The ladder network described in this paper is considered a breakthrough in semi-supervised learning. It uses vasts amounts of images where ground truth data exists only sparsely, and can learn from both the labeling as well as the general structure of the images. However, it never really was able to produce breakthrough results in real-world applications.
The architecture combines a denoising autoencoder (which tries to reconstruct the original image from a noisy version) with denoising lateral connections (that enable feature transfer between layers) with supervised learning by taking into account a loss with respect to the ground truth in the most abstract layer whenever ground truth data are available.
The available implementation does enable meaningful learning, there seems to be a bug in it somewhere.
As most of the data is biased towards a class or the background, the usual categorical_crossentropy
usually does not enable fast learning. Thus the repository contains two other losses that take into account class distributions and are more suited for image segmentation.
A good rundown of different loss functions in this settings can be read in this paper
Dice loss tries to minimize the overlap of predicion and ground truth over the cardinality of both vectors. A weighting term (not described in the paper) can additionally reduce the class bias in the data.
It is based on the dice coefficient (which can be also used as a metric), that measures how good the overlap is, and converges to 1 for two classes.
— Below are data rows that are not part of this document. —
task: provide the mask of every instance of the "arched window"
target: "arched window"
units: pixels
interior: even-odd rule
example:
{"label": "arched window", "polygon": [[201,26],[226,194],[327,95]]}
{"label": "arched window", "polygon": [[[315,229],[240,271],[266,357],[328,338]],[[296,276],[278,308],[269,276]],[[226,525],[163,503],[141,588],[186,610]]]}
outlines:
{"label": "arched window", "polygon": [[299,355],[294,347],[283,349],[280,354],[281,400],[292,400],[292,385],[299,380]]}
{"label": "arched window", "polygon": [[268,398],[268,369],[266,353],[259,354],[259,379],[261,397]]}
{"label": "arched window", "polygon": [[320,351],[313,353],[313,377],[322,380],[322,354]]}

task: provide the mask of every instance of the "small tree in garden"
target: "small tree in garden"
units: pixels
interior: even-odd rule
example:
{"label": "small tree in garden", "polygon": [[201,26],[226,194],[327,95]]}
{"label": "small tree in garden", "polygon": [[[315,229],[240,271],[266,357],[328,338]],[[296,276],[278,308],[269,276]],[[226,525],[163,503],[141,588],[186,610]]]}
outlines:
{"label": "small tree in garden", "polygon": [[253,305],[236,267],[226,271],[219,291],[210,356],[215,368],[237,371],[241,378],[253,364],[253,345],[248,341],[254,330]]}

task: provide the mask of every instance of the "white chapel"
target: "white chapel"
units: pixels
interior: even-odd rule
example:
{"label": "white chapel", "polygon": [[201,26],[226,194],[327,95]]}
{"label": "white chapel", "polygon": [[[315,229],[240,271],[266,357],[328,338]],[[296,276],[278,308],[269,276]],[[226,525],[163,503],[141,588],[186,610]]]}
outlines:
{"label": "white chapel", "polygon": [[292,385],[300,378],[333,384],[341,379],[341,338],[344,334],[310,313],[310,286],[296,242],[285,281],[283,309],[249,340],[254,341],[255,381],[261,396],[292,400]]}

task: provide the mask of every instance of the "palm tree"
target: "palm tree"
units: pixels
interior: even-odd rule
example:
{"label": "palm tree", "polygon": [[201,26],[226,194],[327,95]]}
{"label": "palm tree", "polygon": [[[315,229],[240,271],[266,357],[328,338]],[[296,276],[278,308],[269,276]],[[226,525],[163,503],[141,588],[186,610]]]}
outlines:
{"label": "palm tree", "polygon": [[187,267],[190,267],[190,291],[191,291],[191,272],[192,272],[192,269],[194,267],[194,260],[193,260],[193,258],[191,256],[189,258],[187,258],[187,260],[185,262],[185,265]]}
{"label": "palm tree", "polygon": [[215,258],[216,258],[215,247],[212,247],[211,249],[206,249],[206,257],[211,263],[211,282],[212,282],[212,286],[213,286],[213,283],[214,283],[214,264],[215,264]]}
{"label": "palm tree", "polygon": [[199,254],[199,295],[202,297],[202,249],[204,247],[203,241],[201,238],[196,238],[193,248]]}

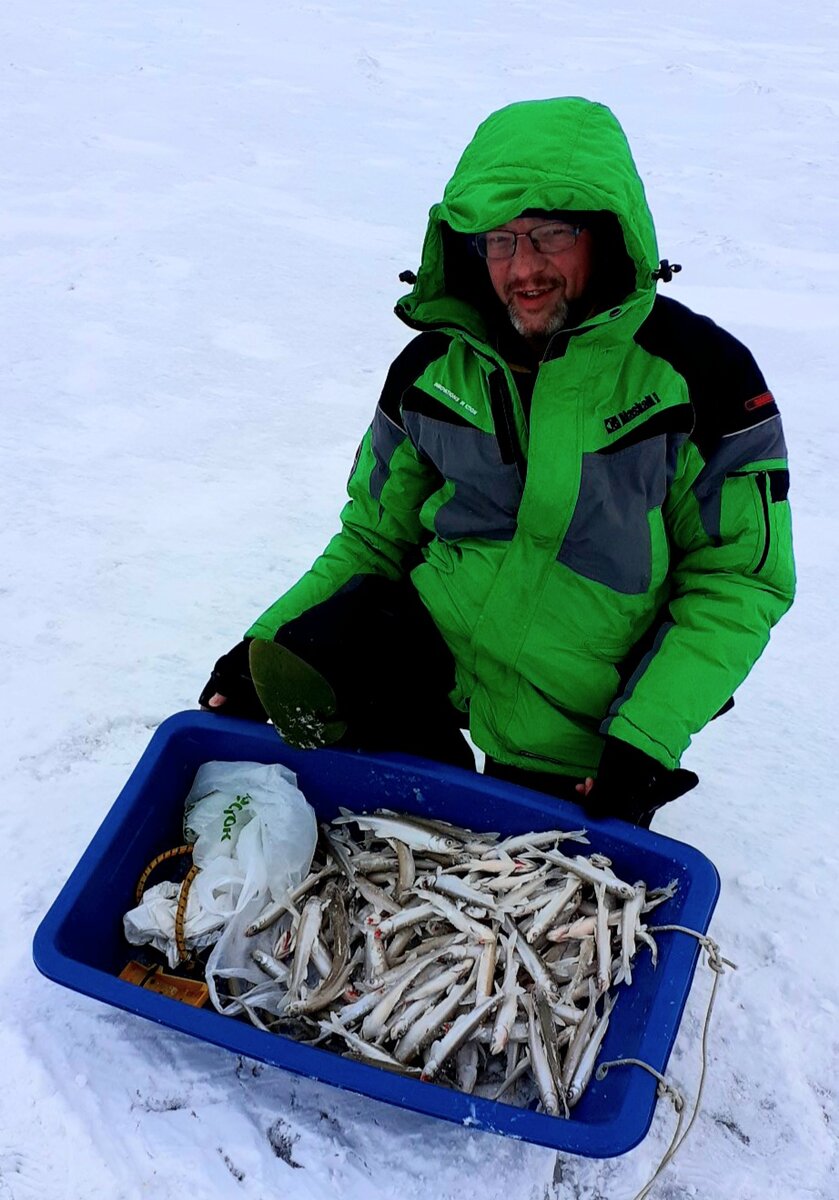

Combined with a binary crossentropy loss (bce_dice_loss), it enables fast learning eg for predicitons of future frames.
The variant for multiclass dice coefficient generalizes to formula for more than two classes, taking also into account the distribution over multiple classes.
It can be combined with a crossentropy loss (ce_dice_loss) to do the same things dice loss does for more image segmentation
Another loss that is supposed to work well on image segmentation problems is the focal loss. It puts more learning effort onto hard (badly classified) examples and prevents easy negative examples from overwhelming the loss.
However, the implementation is not tested as of now.